The poll finds just under one in four, or 24 percent, believes these big-time programs maintain the proper balance between athletics and academics. For Brown's part, he said he loves the phrase "student-athletes," who are absolutely essential to a university's fabric.
"But they are, first and foremost, students," he said, "and that's just not what is happening at some of the big-time sports programs. Many believe the big-time sports programs are just putting undue pressure on lots of aspects of a university, including the students themselves."
In the poll, opinions were somewhat reversed when respondents took a look at higher education institutions that did not have big-budget, high-profile sports departments. Fifty percent said these schools maintain the proper academic-to-athletic balance, and 38 percent said the schools still place too much emphasis on sports.

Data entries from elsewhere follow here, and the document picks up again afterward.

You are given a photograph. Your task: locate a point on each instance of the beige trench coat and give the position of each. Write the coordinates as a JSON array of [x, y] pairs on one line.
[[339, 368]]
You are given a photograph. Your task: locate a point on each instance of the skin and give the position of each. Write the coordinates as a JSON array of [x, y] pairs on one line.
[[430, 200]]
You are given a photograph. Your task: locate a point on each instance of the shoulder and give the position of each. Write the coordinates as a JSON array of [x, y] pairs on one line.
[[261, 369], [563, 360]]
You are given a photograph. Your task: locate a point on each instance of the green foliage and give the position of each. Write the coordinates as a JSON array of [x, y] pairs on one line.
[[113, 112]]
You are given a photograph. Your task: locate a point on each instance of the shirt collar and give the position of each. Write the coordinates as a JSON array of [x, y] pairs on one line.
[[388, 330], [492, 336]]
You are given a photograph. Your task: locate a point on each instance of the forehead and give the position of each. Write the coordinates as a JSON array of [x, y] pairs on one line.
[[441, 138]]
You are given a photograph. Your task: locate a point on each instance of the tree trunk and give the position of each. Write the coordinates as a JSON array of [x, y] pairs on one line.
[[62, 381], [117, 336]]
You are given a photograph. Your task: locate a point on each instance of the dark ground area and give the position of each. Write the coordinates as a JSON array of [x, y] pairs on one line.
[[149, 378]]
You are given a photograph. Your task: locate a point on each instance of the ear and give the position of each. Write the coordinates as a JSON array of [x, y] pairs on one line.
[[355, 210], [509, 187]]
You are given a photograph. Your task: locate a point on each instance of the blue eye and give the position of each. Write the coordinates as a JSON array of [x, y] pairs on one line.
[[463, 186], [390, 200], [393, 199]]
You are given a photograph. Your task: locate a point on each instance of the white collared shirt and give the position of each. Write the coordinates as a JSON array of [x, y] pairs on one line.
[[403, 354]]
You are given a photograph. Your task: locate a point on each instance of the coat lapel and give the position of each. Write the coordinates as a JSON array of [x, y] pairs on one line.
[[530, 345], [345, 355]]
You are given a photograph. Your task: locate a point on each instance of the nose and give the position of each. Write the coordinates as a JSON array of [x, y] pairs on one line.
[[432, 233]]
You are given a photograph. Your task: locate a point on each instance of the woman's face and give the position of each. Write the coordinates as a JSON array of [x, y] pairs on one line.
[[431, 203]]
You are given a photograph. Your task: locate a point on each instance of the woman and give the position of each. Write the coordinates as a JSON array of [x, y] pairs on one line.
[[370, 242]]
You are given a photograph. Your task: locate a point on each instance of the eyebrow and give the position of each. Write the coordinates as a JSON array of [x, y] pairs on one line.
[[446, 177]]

The poll also examined the role of the National Collegiate Athletic Association in all of this. Better than four in 10 in the poll, or 42 percent, believe the NCAA does a poor job of encouraging its members to balance learning with the bouncing ball. But almost as many (39 percent) say the national organization does a credible balancing act.
By a 71 percent figure, the Monmouth poll found college graduates were the group most likely to feel that schools which are athletic powerhouses overemphasize the sports aspect.